All the while I’m looking at the monitors, as a nurse, knowing that what was about to happen next was going to be the worst moment of my life. As my eyes met the nurse who was pumping my daughter’s chest I saw all I needed to see. Her pain, her helplessness and her compassion said it all. As the doctor said to me “she can’t take much more, it’s time to say goodbye” – the words I will never ever forget.

So as I read his description of his flashbacks and reliving the moment. I too relived that moment for so many months. But as time as gone by the violence of it has diminished. But the sorrow that it created is still profoundly real.

One other thing that Sittser reveals about his own first few weeks after his loss that I found to be parallel is that one day you wake up and realize you haven’t cried for the first time. I thought in the beginning that it was a sign I was on the mend, that I was beginning to come out of the gloomy fog I had been living in.
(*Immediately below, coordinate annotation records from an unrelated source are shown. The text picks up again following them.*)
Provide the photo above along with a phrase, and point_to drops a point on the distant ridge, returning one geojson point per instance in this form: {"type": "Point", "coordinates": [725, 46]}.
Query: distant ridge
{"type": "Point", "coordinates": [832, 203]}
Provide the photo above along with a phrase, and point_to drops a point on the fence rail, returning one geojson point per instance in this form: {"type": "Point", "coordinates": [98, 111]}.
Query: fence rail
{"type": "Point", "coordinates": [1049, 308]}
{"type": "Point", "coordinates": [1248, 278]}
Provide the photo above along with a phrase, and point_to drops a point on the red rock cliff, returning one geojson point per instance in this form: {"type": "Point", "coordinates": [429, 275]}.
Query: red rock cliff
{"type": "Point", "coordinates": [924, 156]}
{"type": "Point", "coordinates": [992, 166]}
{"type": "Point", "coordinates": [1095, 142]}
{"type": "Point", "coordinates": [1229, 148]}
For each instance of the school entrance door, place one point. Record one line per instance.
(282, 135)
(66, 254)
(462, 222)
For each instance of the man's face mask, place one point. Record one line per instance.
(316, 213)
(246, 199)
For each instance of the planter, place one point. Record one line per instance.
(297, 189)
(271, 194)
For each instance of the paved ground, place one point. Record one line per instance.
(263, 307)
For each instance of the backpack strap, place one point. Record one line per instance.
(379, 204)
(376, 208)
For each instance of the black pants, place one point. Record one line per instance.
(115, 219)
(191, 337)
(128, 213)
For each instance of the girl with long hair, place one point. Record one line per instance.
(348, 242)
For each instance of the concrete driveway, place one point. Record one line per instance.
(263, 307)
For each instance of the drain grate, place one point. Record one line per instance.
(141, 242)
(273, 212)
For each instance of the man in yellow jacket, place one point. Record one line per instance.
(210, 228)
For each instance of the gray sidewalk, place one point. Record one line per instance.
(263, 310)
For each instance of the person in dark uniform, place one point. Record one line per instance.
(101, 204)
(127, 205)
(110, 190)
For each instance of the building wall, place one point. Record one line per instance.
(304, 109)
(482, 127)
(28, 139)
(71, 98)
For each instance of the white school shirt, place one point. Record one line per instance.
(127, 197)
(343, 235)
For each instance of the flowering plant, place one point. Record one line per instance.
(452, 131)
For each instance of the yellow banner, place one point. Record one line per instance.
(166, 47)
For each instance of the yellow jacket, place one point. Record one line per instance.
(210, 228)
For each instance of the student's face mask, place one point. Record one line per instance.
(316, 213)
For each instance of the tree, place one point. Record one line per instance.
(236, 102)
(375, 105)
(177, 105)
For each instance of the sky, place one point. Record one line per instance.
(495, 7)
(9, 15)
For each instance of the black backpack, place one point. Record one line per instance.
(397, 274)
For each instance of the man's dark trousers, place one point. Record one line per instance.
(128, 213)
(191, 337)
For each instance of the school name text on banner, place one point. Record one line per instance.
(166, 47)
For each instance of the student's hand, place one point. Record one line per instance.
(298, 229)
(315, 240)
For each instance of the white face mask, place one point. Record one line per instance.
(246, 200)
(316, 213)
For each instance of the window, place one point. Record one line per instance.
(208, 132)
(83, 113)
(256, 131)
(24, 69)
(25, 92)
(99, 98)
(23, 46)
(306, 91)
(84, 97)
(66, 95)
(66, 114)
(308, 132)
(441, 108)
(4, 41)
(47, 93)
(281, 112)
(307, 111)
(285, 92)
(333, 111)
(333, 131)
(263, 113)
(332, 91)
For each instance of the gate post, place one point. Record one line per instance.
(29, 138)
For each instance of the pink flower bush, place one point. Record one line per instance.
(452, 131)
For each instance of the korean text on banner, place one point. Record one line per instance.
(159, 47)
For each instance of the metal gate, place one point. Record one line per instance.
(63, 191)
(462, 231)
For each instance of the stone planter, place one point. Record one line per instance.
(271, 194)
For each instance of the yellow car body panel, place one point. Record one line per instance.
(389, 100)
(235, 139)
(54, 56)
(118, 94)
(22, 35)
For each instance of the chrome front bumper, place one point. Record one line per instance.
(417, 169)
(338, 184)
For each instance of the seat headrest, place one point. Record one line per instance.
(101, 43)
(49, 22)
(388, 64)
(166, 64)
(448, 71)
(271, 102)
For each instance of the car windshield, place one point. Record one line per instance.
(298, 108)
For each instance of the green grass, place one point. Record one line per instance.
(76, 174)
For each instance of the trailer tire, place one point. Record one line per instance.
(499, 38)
“The tears came for forty days, and then they stopped, at least for a few days….It was only after the forty days that my mourning became too deep for tears.” – Jerry Sittser

At the end of chapter one, Sittser describes what it is like to have your life turned upside down and the choice to move on is the only one. That there is no way to avoid the pain. He called it “suffer and adjust” which is basically what I did. And as I have said before it’s a work in progress.